Конечно, о ней всегда знали те, кто его нанимал. Как обычно, он сразу просчитал последствия и вполне отдавал себе отчет в том, что теперь есть люди, которые смогут управлять им самим, Евгением Петровичем Первушиным. Он знал это так же хорошо, как то, что Валентина Пална непременно поставит ему пятерку за импортные записные книжки во вкусно пахнущих кожаных обложках, а одноклассники в очередной раз сочтут его подлизой и подхалимом, но тогда игра стоила свеч.
Как и всегда.
Он не может проиграть и сегодня. Он непременно выиграет. Он все проверил и просчитал все возможные последствия со свойственной ему занудной тщательностью. Он даже посмеивался над собой за это свое качество.
Он приготовился. Ему очень повезло, что приехал Потапов, который отвлек на себя внимание присутствующих.
Пусть его купается в лучах славы. Евгению Петровичу нет до него никакого дела. Чуть-чуть, самую малость, самолюбие грело воспоминание о том, как Потапов плакал за школой, а Динка Больц, увидев его, недоуменно пожала высокомерными плечиками. Это сейчас он такой уверенный и гордый, а тогда он утирал грязным кулаком щеки и выглядел тем, кем был на самом деле, — слабаком и идиотом.
Потапов не помешает Первушину. Ему никто и ничто не помешает.

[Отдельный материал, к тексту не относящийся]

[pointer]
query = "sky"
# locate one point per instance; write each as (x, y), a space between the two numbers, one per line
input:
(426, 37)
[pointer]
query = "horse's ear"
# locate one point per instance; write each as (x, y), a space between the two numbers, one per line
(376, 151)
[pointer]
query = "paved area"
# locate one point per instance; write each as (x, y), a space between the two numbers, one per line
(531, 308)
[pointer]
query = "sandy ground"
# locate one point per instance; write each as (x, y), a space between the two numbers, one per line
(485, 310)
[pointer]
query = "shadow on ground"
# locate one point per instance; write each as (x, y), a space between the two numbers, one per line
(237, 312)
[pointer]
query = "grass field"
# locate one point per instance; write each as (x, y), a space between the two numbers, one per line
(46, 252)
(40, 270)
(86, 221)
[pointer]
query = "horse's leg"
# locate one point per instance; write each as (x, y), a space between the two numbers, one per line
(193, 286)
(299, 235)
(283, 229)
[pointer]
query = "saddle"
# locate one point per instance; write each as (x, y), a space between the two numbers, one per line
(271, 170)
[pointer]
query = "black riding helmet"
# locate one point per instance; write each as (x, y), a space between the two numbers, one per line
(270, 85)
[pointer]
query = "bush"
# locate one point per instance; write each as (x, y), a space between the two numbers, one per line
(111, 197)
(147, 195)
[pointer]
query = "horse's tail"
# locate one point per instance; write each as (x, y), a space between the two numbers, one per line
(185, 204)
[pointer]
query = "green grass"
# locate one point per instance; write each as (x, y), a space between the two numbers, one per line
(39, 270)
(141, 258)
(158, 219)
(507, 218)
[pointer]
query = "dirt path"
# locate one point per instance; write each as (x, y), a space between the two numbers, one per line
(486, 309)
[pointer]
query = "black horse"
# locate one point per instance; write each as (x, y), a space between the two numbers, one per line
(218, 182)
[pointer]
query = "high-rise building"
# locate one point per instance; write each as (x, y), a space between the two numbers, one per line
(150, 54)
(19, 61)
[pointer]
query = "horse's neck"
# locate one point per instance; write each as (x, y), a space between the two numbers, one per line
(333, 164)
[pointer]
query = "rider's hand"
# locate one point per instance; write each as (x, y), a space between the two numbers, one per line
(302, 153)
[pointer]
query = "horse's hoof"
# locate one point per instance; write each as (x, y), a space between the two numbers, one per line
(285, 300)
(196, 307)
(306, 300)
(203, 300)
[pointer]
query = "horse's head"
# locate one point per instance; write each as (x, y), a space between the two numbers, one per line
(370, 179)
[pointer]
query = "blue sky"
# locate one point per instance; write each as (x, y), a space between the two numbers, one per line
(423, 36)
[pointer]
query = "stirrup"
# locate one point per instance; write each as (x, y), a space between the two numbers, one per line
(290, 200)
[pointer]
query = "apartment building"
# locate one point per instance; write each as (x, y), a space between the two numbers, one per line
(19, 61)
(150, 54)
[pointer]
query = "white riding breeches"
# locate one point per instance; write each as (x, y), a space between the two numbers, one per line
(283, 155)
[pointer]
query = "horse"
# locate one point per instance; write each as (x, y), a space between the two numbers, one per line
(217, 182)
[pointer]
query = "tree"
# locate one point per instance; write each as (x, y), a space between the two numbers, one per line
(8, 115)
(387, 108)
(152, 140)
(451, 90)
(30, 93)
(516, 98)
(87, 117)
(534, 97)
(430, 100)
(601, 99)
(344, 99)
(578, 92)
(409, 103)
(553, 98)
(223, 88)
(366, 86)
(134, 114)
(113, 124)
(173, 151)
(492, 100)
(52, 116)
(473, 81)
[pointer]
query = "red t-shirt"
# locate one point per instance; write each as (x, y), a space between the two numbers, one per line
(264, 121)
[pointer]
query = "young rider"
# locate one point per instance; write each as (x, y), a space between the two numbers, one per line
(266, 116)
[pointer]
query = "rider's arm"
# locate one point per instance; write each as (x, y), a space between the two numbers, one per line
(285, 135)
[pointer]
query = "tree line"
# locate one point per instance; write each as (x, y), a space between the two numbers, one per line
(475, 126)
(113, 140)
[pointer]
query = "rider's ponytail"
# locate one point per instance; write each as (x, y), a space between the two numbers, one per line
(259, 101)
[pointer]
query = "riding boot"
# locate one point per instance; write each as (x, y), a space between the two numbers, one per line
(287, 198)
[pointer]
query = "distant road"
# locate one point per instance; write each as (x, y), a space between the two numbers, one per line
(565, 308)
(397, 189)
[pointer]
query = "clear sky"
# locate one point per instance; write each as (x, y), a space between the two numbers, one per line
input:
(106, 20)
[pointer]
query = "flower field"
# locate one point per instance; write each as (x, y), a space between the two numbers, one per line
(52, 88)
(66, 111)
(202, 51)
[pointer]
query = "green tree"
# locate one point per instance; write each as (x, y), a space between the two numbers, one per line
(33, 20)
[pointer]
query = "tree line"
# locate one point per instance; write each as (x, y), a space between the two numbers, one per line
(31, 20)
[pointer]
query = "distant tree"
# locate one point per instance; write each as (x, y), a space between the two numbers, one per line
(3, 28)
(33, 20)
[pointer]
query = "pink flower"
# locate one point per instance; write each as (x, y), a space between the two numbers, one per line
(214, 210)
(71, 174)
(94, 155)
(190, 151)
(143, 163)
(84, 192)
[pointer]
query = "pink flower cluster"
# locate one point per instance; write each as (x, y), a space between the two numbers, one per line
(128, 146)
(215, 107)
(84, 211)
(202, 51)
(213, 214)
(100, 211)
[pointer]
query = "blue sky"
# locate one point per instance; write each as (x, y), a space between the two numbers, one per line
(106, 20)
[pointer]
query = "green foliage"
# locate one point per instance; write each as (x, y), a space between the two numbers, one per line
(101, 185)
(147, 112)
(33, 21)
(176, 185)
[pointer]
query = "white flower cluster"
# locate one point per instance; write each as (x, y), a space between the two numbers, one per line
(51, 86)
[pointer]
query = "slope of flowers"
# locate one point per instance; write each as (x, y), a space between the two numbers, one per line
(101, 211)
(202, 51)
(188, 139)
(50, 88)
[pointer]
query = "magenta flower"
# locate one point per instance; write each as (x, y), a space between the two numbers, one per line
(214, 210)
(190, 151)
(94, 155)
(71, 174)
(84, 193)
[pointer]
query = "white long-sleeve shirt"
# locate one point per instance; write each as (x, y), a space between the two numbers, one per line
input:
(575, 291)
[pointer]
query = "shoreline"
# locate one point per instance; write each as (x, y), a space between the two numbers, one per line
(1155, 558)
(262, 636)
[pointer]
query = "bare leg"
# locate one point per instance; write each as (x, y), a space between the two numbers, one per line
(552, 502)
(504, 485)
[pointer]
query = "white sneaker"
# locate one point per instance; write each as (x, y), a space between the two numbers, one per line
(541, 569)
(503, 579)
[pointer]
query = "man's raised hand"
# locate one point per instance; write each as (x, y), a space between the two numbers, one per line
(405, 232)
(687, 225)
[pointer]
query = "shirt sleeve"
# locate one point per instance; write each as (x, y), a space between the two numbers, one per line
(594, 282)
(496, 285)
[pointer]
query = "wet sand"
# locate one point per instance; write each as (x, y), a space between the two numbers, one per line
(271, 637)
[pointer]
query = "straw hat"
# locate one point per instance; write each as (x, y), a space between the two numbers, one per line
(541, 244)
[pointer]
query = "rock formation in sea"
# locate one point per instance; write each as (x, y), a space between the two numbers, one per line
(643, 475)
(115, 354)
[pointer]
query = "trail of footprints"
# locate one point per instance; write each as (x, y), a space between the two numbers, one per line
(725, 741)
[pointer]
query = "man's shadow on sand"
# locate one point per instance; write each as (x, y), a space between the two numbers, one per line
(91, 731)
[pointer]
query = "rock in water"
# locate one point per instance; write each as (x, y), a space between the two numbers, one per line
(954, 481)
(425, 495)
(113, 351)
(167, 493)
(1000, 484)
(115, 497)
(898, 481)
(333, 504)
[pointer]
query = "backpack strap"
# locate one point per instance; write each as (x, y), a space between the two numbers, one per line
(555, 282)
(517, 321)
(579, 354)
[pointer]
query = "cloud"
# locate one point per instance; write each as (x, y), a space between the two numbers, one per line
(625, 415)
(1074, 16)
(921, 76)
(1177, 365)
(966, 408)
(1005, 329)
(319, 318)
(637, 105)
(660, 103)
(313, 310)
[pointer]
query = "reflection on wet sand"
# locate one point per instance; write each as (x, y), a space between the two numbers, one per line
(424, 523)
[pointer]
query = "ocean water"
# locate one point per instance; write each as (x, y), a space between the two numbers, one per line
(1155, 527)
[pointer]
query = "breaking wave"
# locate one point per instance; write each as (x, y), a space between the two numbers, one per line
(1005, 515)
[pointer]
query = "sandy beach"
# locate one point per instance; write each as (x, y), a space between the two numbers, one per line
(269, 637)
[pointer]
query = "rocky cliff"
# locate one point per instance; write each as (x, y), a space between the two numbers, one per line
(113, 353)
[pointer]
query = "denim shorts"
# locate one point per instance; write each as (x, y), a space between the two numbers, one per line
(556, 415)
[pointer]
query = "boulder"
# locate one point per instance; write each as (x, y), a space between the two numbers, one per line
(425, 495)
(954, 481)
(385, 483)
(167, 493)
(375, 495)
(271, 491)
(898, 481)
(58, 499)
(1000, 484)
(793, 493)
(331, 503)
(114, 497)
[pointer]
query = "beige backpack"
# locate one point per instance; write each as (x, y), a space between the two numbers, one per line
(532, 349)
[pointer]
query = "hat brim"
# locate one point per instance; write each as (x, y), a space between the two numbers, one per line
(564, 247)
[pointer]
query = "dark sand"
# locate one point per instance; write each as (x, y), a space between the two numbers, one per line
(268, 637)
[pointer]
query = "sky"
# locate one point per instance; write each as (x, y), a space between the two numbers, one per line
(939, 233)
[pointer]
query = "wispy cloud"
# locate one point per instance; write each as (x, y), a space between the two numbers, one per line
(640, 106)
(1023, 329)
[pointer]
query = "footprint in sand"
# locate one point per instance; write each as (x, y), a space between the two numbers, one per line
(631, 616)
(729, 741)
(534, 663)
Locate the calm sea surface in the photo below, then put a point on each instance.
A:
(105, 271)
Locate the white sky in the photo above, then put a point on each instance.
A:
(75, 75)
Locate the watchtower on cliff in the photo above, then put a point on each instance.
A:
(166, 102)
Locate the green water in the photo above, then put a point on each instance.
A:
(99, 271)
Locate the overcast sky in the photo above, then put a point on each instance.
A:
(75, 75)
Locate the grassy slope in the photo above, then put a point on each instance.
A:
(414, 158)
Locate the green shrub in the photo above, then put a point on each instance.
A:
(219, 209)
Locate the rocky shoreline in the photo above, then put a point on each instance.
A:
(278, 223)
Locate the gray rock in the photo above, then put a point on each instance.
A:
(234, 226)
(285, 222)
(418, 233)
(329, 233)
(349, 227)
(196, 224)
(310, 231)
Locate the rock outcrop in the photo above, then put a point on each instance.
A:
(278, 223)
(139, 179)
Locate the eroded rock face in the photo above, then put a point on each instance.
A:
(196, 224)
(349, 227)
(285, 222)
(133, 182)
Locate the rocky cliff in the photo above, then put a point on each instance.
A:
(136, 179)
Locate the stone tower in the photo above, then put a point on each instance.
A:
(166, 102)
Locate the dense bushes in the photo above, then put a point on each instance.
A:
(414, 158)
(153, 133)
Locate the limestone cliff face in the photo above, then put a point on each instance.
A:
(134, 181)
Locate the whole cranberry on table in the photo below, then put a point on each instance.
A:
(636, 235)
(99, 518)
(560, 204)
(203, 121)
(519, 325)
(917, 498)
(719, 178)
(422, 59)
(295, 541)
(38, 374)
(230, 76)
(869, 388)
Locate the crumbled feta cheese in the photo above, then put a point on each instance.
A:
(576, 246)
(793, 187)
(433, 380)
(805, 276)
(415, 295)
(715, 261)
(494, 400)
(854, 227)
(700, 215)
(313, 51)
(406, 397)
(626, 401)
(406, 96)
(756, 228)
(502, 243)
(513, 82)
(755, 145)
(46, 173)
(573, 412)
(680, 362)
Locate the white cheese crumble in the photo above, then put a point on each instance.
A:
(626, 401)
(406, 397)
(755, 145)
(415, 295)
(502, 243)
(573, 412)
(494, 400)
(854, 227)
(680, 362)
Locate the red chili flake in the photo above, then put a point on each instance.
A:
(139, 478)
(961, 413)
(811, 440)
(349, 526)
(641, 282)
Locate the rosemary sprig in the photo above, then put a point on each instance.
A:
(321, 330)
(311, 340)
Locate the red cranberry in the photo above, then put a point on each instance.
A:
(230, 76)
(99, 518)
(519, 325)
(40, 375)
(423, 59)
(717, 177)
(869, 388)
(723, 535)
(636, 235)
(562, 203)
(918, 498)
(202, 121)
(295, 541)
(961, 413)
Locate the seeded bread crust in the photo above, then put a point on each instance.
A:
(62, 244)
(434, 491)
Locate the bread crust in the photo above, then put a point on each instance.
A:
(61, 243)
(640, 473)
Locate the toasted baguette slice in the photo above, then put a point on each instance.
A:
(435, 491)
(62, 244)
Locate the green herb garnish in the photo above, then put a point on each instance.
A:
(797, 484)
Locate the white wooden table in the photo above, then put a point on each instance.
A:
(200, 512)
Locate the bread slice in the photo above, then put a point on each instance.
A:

Он все сделает так, как надо, как он делал всегда — безупречно и предельно четко, полностью сознавая последствия.
Он доведет дело до конца, или ему придется умереть.
Умирать Евгению Петровичу не хотелось.
Утром позвонил муж и холодно сказал, что не сможет поехать с ними в отпуск.
— Ты же обещал! — напомнила Дина, стараясь сдерживаться. — Ты обещал мне и Сереже.
— С Сережкой я сам поговорю, — ответил муж хмуро, — мне надоела Австрия и вся эта тусовка. На лыжах я все равно не катаюсь, а целыми днями пиво пить — противно. Лучше я с ним куда-нибудь еще съезжу, а ты кати в свою Австрию, если тебе охота…
В этом было все дело.
Он не просто не хотел ехать в отпуск. Он не хотел ехать в отпуск с ней.
Положив трубку, Дина задумчиво рассматривала себя в зеркало.
Она давно объявила всем друзьям и подругам, что муж тащит ее в Австрию, ей не очень хочется, но отказаться она никак не может — судя по всему, он задумал романтическое путешествие, возвращение к прежним отношениям, так сказать, воссоединение любящих сердец после стольких лет…
Она уже все заказала — самолет, автомобиль, отель. Он должен был поехать. В конце концов, он всегда использовал любую возможность, чтобы побыть с сыном. Ему было совершенно все равно — Австрия, Швейцария или Мари-Эл.